Dec 15, 2016

Most and least expensive cities for child care: 4 key takeaways for BC

By
Jacob Edward / Flickr

A new CCPA report reveals staggering disparities in parents’ experiences with child care across the country. Prices are highest in Toronto and lowest in cities in Quebec where child care is heavily subsidized by the provincial government. Cities in Manitoba and PEI, the other two provinces in Canada that set child care fees and fund services directly, also have lower fees.

1. BC has some of the most-expensive child care fees in the country

Child care costs in big cities in BC are second only to those in Ontario. These are the findings of a CCPA survey of child care providers in Canada’s 28 biggest cities, which covers all regulated spaces, both in centres and in home settings, to reflect the actual set of options available for parents.

A typical Vancouver family needs to fork over $1,321 a month for a spot in infant care at the end of their year-long parental leave, the fifth-highest fee in the country. Median prices for a toddler spot are slightly higher1—$1,325 a month or nearly $16,000 a year—making them second highest in the country after Toronto.

BC has some of the most expensive child care fees in the country—second only to those in Ontario.

Parents get a bit of a break when their child turns three, but at $950 a month preschool child care fees add up to $11,400 a year. That’s almost double the cost of the average undergraduate degree in BC (tuition and compulsory fees were $6,200 per year in 2016).

Child care fees are only slightly lower in Richmond and Burnaby: around $1,200 a month for infants and toddlers. Preschool child care costs $875 a month in Richmond and $850 a month in Burnaby.

Surrey has the lowest child care fees of BC’s big cities: $995 a month for infants, $950 for toddlers and $750 for preschool-aged children. Still, a typical Surrey family with a four-year old pays $7,000 more a year for child care than a comparable family in Montreal. The gap is bigger for younger children: over $9,000 for a toddler.

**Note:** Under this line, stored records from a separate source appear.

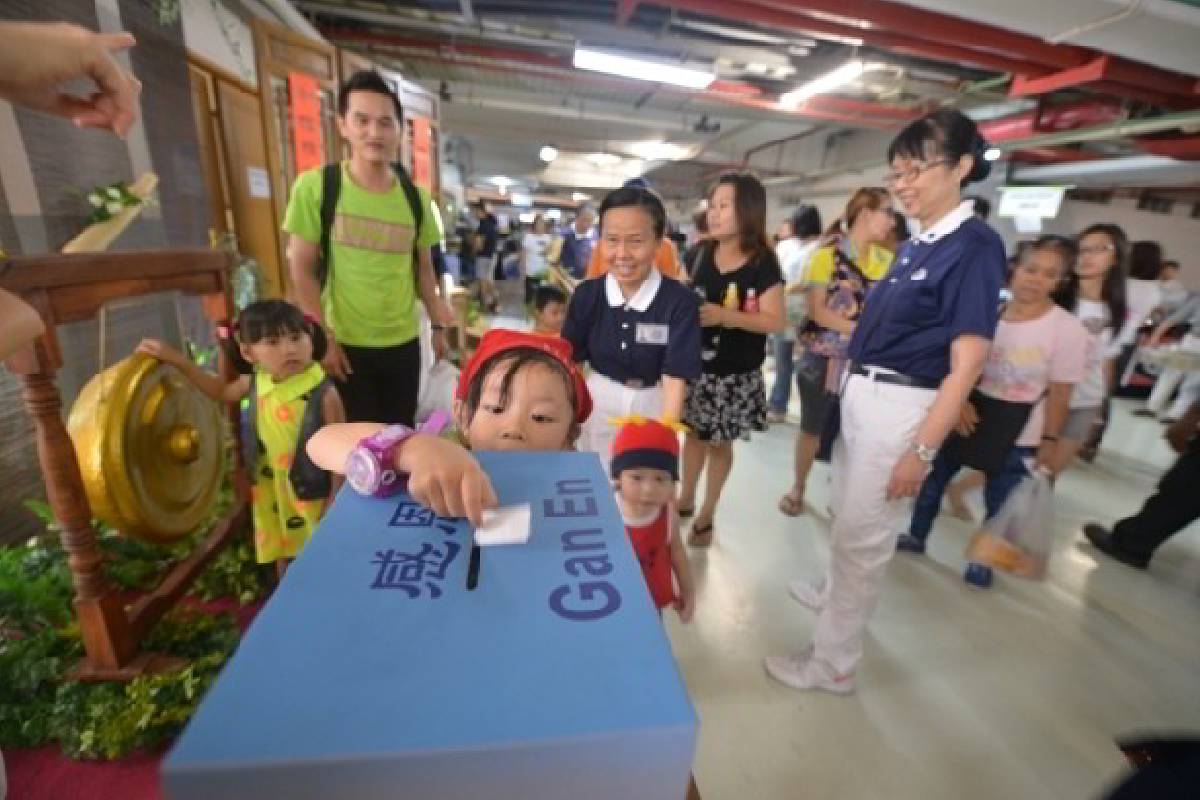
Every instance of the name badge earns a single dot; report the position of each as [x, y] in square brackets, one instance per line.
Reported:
[652, 334]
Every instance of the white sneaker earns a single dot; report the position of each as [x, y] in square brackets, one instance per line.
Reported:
[807, 673]
[810, 595]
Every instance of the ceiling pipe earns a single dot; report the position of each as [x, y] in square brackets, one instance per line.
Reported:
[826, 29]
[1125, 130]
[1181, 148]
[509, 60]
[925, 32]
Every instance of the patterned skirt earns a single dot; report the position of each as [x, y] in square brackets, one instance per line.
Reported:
[725, 408]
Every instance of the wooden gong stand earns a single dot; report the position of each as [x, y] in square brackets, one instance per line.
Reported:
[72, 288]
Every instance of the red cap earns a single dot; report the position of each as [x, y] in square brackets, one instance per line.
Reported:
[646, 443]
[499, 341]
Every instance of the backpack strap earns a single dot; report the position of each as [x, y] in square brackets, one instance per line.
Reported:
[310, 481]
[330, 187]
[414, 198]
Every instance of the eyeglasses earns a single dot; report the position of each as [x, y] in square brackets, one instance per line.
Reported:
[912, 173]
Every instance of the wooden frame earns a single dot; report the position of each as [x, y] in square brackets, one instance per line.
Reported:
[72, 288]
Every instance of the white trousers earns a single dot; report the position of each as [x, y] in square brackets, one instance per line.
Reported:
[1188, 383]
[610, 400]
[879, 425]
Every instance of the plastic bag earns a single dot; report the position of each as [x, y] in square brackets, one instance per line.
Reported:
[437, 390]
[1019, 537]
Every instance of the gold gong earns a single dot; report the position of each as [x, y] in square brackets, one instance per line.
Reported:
[150, 449]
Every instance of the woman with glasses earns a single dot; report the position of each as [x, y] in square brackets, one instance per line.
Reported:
[916, 354]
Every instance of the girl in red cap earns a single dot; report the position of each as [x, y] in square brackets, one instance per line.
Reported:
[645, 469]
[519, 391]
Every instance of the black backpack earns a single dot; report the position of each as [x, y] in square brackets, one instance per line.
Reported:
[330, 188]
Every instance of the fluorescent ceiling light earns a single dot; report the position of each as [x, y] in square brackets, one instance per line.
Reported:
[628, 66]
[603, 158]
[660, 151]
[828, 82]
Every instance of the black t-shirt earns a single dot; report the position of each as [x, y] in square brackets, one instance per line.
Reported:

The BC government often dismisses concern over high fees by arguing they have a child care subsidy for lower-income families. But not so fast! That subsidy amount has now been frozen for 11 years. And even families that qualify for the full subsidy ($550 a month for a preschool child) are still, on average, paying $400 a month out of pocket in Vancouver—far more than most low-income families can manage. 

2. Child care fees are rising at an alarming rate 

In the last three years, fee increases were more than three times higher than the rate of inflation and growing much faster than family incomes. Vancouver’s median child care fees have grown by 9% since 2014.

Burnaby saw even higher increases—a steep 15% for preschool-aged children and an 18% increase for toddler child care fees. In Surrey, preschool fees were unchanged from last year, but toddler fees increased by 6% in the last year alone. Data is not available for Richmond as this is the first year the city was included in the survey.

3. BC’s patchwork of child care services is not working for families

Not only is child care increasingly expensive but there also aren’t enough spaces for families who need them. Almost all of Vancouver’s child care centres have waitlists (96%) as do most centres in Burnaby (80%) and Richmond (74%). Waitlists are less common in Surrey (25% of centres have them), but that’s still an indication of unmet needs. Moms and dads can’t afford to go back to work or are forced to resort to unregulated child care providers with no health and safety standards, monitoring or oversight.

And while the child care fee report does not address this specifically, we know from other research that the quality of child care programs is all over the place. Quite simply, the market is failing BC families.

4. It’s time to adopt the $10-a-Day Child Care Plan

Public investment in affordable, quality child care is long overdue across the country, and is particularly needed in provinces like BC and Ontario where child care is becoming increasingly unaffordable.

Not only is child care increasingly expensive but there also aren’t enough spaces for families who need them.

For BC, this means adopting the $10-a-Day Child Care Plan. The Plan was developed by local child care experts building on the large body of Canadian and international evidence about what works. It’s a made-in-BC framework for transforming the existing patchwork of programs into an integrated, quality, affordable child care system, and for expanding capacity so child care spaces are available for all families who need them.

The public support is there. The Plan is widely endorsed and the latest BC Budget consultation report recommends the type of investment in child care that captures the characteristics of the $10-a-Day Plan: investment in an “affordable, accessible and high-quality childcare plan.”

Similar recommendations were made in the previous three BC Budget Consultation reports but our politicians dismissed them with the excuse that “we simply can’t afford it.” My own research shows this is not the case.

What BC families can’t afford is continuing the status quo of rapidly rising child care fees and insufficient spaces.

Notes

  1. Infant fees are generally the most expensive due to higher staff-to-child ratios (one early childhood educator cares for fewer infants than children of older ages). However, infants are much more likely to be cared for in home child care settings than children of older ages, partly because the high costs price parents out of the market, leading centres to offer fewer infant spots due to reduced demand.

    Since home child care is generally cheaper than centre-based care, the fee survey found that the median fee for available infant child care spots is lower (or the same) as that for toddlers in some cities, including Vancouver, Richmond and Burnaby.